Dublino, 2 aprile 2015, alle 14.00

Buon pomeriggio Presidente, onorevoli deputati, una dhaoine uaisle.

La ringrazio per la Sua accoglienza e per l'opportunità di parlarLe in questa sede questo pomeriggio su una questione che è già un importante punto di discussione a Bruxelles e che è ora fortemente messa a fuoco in tutti gli Stati membri dell'UE: i negoziati in corso sul partenariato transatlantico su commercio e investimenti con gli Stati Uniti, ora comunemente noti come TTIP.

Sono consapevole del fatto che questa commissione sta monitorando i negoziati in corso da un considerevole periodo di tempo e che avete sentito molti esperti e parti interessate. Avete chiaramente riconosciuto il ruolo vitale che svolgete nella comprensione e nella comunicazione di quello che sarà innegabilmente un accordo complesso quando emergerà.

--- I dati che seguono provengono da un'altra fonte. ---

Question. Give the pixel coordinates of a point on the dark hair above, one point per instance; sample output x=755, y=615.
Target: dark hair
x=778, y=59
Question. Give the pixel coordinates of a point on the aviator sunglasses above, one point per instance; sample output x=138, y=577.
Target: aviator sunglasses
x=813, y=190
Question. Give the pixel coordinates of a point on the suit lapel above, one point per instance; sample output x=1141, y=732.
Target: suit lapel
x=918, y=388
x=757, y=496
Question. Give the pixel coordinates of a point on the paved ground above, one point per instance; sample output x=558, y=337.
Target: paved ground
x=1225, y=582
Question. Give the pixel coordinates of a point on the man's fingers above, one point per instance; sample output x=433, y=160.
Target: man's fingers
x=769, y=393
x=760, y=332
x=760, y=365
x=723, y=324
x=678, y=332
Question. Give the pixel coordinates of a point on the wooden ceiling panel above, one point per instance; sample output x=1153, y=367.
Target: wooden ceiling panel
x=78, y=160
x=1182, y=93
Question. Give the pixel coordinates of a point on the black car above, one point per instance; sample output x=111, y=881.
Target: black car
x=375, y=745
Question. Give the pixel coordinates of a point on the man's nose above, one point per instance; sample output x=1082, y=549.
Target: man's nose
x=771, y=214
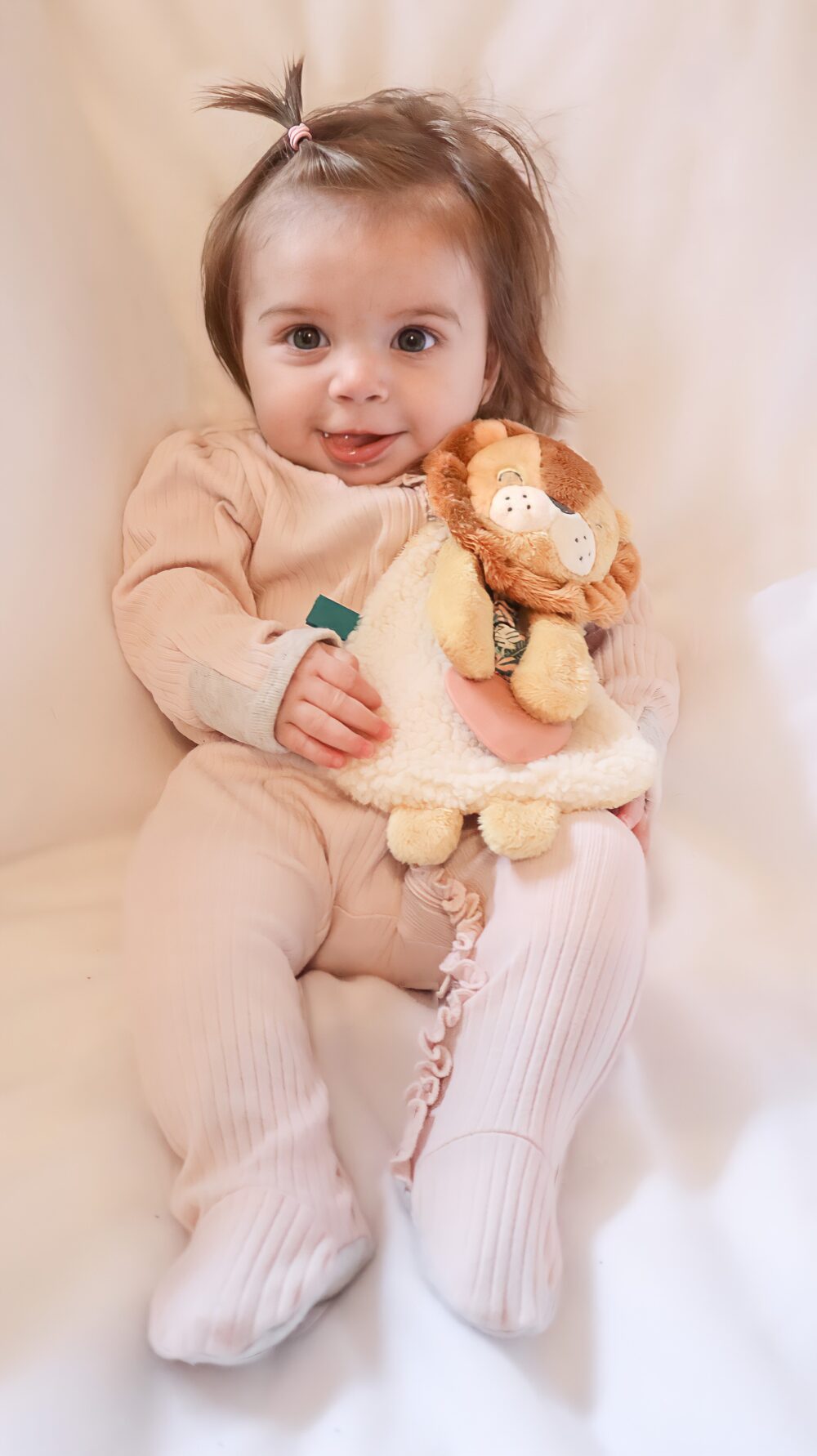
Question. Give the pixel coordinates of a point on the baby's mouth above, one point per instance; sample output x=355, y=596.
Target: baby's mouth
x=355, y=449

La scorsa settimana il commissario europeo per il Commercio Malmström ha parlato dell'attuale stato di avanzamento dei negoziati. In quanto istituzione indipendente, non ho alcuna posizione a favore o contro il TTIP, tuttavia ciò che vorrei condividere con lei oggi è il mio punto di vista sullo stato attuale della trasparenza dei negoziati ed è stato chiaro dalla sua interrogazione al Commissario la scorsa settimana che questa è una questione critica anche per lei.

Nessuna parte del dibattito su questo tema contesta che le sue conseguenze saranno significative per tutti noi ed è quindi di vitale importanza che l'opinione pubblica sia pienamente consapevole di ciò che è coinvolto in questi colloqui e preferibilmente molto prima che arrivi il momento per i parlamenti dell'UE e il parlamento dell'UE di votare in caso di raggiungimento di un progetto di accordo.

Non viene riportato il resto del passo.